Figure 7. Amplified DEREs Repress Candidate Tumor Suppressor Expression for ERα-positive Luminal Cancer Proliferation

(A) Determining tumor-suppressor features of two DERE-regulated loci, THRAP1 and ZIM2, in MCF-7 cells. To determine cell proliferation rate, colony formation assays were conducted in cells transiently expressing THRAP1 or ZIM2, respectively, upon E2 stimulation (70 nM) (see also Figure S6 for expression levels of THRAP1 and ZIM2 in MCF-7 transfectants). Colony numbers of two biological replicates scored by three independent researchers are shown (right). (B–C) In silico analysis of THRAP1 and ZIM2 mRNA expression levels in breast cancer subgroups (B) and ERα-positive breast tumors within differential copies of 20q13 and 17q23 DEREs (C) using a published microarray breast cancer cohort (Curtis et al., 2012). A total of 1986 breast tumors with subgroup information were analyzed in (B); 68 ERα-positive breast tumors within amplification of either 17q23 or 20q13 DEREs were applied in the study. (D) Expression levels of THRAP1 and ZIM2 in normal breast epithelia preexposed to estrogenic chemicals as shown in Figure 3D. THRAP1 and ZIM2 expression was determined by RT-qPCR of differentiated epithelial progeny after preexposure to estrogenic chemicals (see exposure scheme in Figure 3D, upper). Mean ± SD (n=6 replicates in two batches of treatment). ***, p<0.001; **, p<0.01; *, p<0.05 (Student’s t test), comparing to “Ctrl” cells.

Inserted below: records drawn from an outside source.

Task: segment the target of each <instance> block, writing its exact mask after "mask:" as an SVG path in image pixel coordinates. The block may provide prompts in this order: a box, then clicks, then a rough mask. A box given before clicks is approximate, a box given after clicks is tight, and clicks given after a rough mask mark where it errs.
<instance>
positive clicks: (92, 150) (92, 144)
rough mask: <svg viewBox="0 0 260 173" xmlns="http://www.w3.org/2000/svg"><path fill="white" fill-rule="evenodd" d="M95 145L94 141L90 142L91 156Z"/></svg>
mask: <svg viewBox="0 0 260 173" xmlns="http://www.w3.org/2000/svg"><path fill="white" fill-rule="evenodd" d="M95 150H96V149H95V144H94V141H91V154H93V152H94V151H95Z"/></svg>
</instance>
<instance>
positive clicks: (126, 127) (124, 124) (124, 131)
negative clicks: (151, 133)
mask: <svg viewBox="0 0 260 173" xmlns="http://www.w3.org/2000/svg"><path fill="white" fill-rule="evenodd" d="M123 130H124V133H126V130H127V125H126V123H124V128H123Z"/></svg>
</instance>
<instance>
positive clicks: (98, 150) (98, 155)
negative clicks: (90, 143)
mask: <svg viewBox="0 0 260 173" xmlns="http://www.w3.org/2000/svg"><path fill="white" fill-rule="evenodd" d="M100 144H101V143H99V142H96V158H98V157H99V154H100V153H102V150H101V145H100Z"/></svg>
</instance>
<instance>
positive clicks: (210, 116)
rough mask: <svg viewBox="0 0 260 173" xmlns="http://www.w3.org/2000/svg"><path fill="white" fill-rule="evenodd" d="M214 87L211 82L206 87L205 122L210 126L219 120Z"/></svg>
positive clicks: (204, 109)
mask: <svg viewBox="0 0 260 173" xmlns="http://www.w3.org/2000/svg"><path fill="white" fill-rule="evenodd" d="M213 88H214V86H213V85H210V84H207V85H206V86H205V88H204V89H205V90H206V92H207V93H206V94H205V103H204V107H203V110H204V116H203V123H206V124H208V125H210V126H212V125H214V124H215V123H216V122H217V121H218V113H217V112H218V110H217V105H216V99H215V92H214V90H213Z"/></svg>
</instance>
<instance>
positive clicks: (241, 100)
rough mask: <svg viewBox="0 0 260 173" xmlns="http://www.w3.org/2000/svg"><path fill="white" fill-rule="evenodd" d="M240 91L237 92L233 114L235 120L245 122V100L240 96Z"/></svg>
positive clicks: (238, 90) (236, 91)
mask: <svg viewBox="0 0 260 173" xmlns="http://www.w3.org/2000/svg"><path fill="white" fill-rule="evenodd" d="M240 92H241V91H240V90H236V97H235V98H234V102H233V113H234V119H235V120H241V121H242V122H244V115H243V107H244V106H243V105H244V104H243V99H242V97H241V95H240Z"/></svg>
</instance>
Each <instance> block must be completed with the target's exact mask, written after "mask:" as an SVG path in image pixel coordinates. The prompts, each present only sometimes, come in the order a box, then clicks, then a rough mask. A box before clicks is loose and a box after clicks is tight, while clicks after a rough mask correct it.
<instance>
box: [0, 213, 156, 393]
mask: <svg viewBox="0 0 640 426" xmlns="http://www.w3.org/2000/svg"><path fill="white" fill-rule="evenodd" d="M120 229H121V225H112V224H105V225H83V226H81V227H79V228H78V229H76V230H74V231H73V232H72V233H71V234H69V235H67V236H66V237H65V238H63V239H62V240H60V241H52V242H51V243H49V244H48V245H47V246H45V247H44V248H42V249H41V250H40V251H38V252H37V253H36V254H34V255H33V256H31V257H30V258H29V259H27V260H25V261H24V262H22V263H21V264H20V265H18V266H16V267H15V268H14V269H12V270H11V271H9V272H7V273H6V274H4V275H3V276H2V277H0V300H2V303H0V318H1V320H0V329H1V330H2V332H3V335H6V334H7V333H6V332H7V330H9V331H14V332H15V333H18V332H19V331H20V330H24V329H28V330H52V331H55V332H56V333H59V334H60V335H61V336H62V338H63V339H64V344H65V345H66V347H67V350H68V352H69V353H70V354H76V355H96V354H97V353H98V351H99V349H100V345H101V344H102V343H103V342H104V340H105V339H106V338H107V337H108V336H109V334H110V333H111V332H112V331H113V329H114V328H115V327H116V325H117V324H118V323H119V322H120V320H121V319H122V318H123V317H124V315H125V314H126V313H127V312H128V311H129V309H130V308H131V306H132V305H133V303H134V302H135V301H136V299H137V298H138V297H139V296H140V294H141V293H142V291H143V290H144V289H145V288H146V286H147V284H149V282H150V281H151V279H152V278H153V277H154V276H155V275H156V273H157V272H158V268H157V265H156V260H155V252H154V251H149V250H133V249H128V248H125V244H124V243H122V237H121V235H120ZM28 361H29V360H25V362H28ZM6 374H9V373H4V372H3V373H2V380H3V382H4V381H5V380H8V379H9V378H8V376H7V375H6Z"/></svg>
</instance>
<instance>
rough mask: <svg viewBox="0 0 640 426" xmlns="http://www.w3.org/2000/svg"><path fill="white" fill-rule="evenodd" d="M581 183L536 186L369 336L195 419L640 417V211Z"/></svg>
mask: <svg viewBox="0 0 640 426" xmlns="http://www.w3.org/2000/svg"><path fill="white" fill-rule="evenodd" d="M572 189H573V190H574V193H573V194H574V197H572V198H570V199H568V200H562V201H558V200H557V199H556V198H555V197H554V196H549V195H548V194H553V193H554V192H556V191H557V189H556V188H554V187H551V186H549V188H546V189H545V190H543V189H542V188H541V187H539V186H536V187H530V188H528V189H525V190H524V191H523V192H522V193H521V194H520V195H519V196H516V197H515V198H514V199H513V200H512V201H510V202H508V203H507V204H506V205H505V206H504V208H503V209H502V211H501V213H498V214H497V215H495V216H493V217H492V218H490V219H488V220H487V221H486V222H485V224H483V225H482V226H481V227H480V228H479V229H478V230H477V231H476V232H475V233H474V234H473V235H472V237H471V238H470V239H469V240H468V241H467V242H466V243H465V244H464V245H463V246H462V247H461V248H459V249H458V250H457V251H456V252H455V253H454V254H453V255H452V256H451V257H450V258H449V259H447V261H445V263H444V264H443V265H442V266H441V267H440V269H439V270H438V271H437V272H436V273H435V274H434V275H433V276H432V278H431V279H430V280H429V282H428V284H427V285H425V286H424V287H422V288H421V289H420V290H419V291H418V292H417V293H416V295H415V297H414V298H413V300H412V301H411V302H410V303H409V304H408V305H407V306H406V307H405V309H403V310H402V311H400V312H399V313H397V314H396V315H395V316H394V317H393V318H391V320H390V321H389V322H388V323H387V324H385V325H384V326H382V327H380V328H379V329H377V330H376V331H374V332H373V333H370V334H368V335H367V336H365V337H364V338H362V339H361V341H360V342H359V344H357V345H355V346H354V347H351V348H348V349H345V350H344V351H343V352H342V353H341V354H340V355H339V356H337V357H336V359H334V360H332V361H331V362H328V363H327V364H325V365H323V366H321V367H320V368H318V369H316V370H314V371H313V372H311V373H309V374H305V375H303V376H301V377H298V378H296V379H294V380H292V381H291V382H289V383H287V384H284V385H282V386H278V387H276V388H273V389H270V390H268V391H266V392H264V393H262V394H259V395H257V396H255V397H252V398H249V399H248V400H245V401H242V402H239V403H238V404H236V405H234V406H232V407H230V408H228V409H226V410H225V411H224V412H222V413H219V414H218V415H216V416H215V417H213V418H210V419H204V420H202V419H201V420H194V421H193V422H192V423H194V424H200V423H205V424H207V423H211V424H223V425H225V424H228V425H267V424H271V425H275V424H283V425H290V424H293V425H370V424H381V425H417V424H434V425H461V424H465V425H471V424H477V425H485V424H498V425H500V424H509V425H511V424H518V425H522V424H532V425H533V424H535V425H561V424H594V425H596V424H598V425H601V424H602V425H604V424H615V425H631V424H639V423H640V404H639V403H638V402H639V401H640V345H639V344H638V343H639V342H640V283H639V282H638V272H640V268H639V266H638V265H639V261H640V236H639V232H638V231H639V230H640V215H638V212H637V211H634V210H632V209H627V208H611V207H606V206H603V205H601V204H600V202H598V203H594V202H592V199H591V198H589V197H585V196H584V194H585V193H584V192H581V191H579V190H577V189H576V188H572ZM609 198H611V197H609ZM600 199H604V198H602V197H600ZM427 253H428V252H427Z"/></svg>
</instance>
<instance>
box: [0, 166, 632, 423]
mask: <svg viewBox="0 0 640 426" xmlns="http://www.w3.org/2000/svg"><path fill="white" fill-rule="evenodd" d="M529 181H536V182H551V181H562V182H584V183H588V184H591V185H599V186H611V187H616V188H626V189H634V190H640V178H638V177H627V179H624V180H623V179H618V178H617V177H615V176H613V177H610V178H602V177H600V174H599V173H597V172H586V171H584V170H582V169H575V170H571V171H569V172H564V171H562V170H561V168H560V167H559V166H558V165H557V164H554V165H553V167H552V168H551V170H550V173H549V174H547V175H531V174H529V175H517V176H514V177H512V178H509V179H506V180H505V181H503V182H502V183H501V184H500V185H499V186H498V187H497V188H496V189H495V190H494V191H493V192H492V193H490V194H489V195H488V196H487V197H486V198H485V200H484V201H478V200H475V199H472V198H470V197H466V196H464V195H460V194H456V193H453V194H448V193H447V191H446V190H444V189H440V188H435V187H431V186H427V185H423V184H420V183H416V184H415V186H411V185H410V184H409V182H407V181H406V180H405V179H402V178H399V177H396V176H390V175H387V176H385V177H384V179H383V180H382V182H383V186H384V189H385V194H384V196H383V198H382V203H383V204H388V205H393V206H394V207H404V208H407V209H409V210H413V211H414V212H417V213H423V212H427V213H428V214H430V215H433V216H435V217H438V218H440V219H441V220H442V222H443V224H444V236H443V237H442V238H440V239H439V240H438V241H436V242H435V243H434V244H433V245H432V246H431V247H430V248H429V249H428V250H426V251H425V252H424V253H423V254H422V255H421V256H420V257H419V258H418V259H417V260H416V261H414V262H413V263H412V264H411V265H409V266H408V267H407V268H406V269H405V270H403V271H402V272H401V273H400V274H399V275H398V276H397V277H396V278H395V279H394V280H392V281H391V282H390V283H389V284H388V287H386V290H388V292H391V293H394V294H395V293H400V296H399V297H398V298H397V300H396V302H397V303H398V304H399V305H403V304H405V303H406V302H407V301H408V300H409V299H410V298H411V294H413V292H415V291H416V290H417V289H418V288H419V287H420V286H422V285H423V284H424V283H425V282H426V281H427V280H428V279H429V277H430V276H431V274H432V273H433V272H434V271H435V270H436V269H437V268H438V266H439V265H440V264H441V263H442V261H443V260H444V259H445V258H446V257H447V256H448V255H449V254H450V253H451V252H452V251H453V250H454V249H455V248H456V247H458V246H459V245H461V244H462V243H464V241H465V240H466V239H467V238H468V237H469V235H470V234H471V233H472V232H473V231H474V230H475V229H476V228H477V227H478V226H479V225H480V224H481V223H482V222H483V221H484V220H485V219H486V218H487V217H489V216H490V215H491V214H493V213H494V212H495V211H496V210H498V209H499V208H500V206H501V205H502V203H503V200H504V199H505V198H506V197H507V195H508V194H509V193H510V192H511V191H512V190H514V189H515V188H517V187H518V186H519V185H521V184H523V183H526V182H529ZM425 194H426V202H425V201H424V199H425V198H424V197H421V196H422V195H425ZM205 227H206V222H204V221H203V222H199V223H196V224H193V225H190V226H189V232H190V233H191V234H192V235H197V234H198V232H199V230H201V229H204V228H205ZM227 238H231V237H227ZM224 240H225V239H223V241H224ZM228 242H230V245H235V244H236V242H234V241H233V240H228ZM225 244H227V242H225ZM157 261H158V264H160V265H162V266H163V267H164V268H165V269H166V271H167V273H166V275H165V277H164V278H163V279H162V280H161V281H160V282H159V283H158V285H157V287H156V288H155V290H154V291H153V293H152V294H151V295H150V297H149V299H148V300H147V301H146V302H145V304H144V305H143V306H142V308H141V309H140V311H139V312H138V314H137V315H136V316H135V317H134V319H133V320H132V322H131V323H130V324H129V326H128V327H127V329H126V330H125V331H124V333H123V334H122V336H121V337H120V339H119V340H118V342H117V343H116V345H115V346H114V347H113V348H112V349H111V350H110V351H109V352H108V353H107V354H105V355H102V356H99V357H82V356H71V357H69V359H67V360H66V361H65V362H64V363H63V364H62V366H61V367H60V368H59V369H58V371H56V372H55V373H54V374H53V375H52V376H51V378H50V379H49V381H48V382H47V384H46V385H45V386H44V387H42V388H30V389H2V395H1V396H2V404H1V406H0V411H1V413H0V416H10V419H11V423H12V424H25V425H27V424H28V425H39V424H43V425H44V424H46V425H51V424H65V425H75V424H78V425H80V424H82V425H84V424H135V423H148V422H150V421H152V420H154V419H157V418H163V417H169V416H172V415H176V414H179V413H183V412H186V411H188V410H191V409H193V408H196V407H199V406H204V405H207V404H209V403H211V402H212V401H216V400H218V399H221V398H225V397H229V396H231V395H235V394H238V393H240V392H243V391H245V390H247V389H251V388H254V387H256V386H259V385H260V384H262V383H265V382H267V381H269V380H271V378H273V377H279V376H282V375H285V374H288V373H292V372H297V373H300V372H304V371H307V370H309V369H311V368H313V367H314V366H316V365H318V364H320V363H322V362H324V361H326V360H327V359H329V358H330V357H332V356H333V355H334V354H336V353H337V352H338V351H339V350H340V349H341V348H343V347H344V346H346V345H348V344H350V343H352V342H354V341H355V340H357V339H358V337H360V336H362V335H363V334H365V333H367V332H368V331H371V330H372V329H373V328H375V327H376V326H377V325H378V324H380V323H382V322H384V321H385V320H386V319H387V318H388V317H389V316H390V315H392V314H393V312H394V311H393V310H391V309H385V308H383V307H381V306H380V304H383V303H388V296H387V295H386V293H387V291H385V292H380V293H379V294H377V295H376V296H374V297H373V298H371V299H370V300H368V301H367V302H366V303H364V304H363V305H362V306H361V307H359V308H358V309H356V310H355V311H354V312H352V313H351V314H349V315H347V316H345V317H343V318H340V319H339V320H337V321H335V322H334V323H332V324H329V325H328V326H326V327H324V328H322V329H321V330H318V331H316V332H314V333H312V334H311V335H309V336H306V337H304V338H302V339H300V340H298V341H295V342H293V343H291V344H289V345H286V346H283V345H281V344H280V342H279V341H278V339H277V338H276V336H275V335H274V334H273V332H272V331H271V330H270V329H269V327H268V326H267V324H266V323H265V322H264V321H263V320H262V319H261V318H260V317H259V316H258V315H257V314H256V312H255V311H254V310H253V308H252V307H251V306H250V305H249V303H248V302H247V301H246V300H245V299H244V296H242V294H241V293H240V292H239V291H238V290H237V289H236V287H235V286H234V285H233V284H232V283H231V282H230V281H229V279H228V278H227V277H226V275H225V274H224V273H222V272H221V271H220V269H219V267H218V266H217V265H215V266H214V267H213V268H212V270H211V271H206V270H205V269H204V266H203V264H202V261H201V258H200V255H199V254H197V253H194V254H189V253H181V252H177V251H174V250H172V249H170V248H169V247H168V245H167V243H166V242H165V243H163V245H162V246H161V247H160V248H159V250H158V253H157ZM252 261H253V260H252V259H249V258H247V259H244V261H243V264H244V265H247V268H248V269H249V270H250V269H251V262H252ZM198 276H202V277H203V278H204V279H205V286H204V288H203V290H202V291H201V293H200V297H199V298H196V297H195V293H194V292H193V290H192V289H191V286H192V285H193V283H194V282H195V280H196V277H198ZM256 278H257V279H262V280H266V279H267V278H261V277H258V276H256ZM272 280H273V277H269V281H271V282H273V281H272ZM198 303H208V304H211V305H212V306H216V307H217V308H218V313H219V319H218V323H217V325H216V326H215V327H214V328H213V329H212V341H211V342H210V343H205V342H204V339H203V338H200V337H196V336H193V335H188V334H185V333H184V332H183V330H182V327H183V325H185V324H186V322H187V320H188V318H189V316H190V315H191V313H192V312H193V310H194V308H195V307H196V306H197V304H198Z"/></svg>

Figure 8. Expression Signature of DERE-interacting Genes Correlates with Relapse after Tamoxifen Therapy

(A–B) In silico analysis of DERE-regulated genes in an ERα-positive breast tumor cohort is associated with relapse. A breast cancer cohort including a total of 298 patients with ERα-positive breast tumors and 5-year tamoxifen treatment was used to study the clinical significance of DERE-regulated genes (Symmans 2010). Forty down-regulated (A) and twenty-seven up-regulated (B) genes were significantly associated with relapse after tamoxifen treatment (p<0.0001) (see also Figure S7A–B for validation analysis using another independent cohort within endocrine therapy history). (C–D) Expression analysis of 26 DERE-interacting genes Involved in tamoxifen resistance. Quantitative RT-PCR analysis was performed on MCF-7 and BT474 cells treated with E2 (70 nM) alone/and ERα antagonist- ICI 182,780 (ICI, 1 µM) in five time periods (0, 0.5, 1, 4, and 24 hr). Expression data were shown in 26 bar charts with individual genes (see also Figure S7C–D). Mean ± SD (n=6 replicates in two biological batches). (C) Down-regulated genes; (D) Up-regulated genes. (E) Signaling pathways associated with DERE-regulated genes in tamoxifen resistance. Ingenuity Pathway Analysis was used to determine signaling pathways associated with down- and up-regulated genes (identified from A and B) in tamoxifen resistance. Mean ± SD (n=6 replicates in two batches of treatment). ***, p<0.001; **, p<0.01; *, p<0.05 (Student’s t test), comparing to control cells (time point “0 hr”).